'Kartaliçe
Bayan Üye

Şu sıralar Grönland ve Antarktik dışındaki büyük buzullarda yılda yaklaşık 150 milyar ton buz kaybı yaşanmakta. Bu iki bölge de dahil edildiğinde dünyamızın her yıl 230 milyar ton buz kaybettiği ortaya çıkıyor. 2003 ile 2010 arasında eriyen buz, tüm ABDyi elli santim kalındığında bir su tabakasıyla kaplayacak miktarda.
Dünyamızın her yıl inanılmaz miktarda buz kaybettiğine dikkat çeken Colorado Üniversitesi araştırmacısı John Wahr, ''Eriyen buzların deniz seviyesi üzerinde tam olarak ne tür etkiler yaptığı, sadece tahminlere dayanıyordu'' diyor. Çünkü dünya genelindeki 200.000 buzuldan sadece birkaç yüzü düzenli olarak ölçülüp, kontrol ediliyor. Bu nedenle de özellikle Grönland ve Antarktik'tekilerin dışındaki buzullar için değerler pek güvenilir değildi.
Küresel buz kaybı şimdi GRACE araştırmasının uydularıyla ayrıntılı bir şekilde saptandı. İki uydu dünyamızın çekim alanını ölçerek, büyük buzullardaki kütle değişimini belirleyebiliyor. Ölçümler, 2003 ile 2010 yılları arasındaki erime yüzünden deniz seviyesinin yılda yaklaşık olarak 1,5mm yükseldiğini gösteriyor. Bu zaman zarfında deniz seviyesi toplam olarak on iki mm yükseldi (Nature). Özellikle de Grönland ve Antarktik dışında en fazla erimenin görüldüğü yerler Alaska, Patagonya ve Kanadanın arktik bölgesi.

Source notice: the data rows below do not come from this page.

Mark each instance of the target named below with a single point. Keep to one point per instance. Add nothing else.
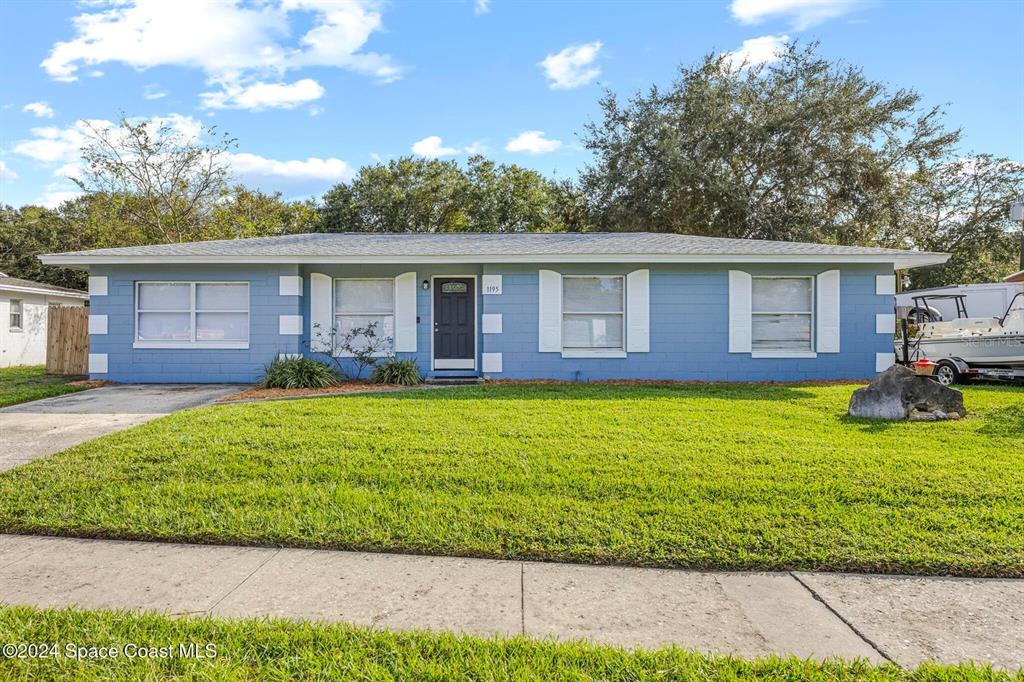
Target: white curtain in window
(782, 295)
(364, 296)
(185, 311)
(361, 302)
(592, 312)
(782, 313)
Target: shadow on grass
(608, 391)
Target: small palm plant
(298, 373)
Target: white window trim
(19, 328)
(193, 343)
(781, 353)
(580, 351)
(387, 352)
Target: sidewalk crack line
(522, 597)
(244, 581)
(847, 623)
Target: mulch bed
(351, 386)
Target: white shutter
(739, 311)
(550, 311)
(827, 312)
(404, 312)
(321, 312)
(638, 311)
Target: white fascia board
(897, 261)
(44, 292)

Araştırma Asyadaki buzullar için beklenmedik bir sonuç verdi. Himalaya ve Asyanın diğer yüksek dağlarındaki kayıp sadece dört milyar ton. Oysa bugüne kadarki tahminlere göre bu oran 50 milyar ton civarındaydı. Bunun bir açıklaması, ölçümlerin daha çok alçak bölgelerde daha kolay ulaşılabilir buzullar için yapılmış olması olabilir. Alçak bölgeler için yapılan ölçümler daha sonra yüksek bölgelerdeki buz kaybı tahmininde kullanılmış, oysa iklim değişimine rağmen zirvedeki buzullar; buzu koruyacak kadar soğuk olabilirler diyor bilim insanları.
Araştırmacılar son ölçümlerde 100 kilometrekarelik bir alanı aşan tüm buzulları dikkate almışlar. Dünya genelinde yirmi bölgeye dağılan bu buz tabakaları daha sonra dünya çekim alanında 2003 ve 2010 yılları arasında meydana gelen değişimlere göre yeniden hesaplanmış. Uydular mikrodalgalarla düzenli olarak bunların aralarındaki mesafeleri ölçüyorlar.
Bu ölçümler bir mikrometreye kadar kesin sonuç veriyor ki bu oran saç teli çapının yüzde biri kadardır. Uydulardan biri bir bölgenin üzerinde daha düşük bir yerçekimiyle uçarsa biraz yavaşlıyor. Bu da iki uydu arasındaki mesafeyle ortaya çıkıyor ve çekim alanı değerleri olarak hesaplanıyor.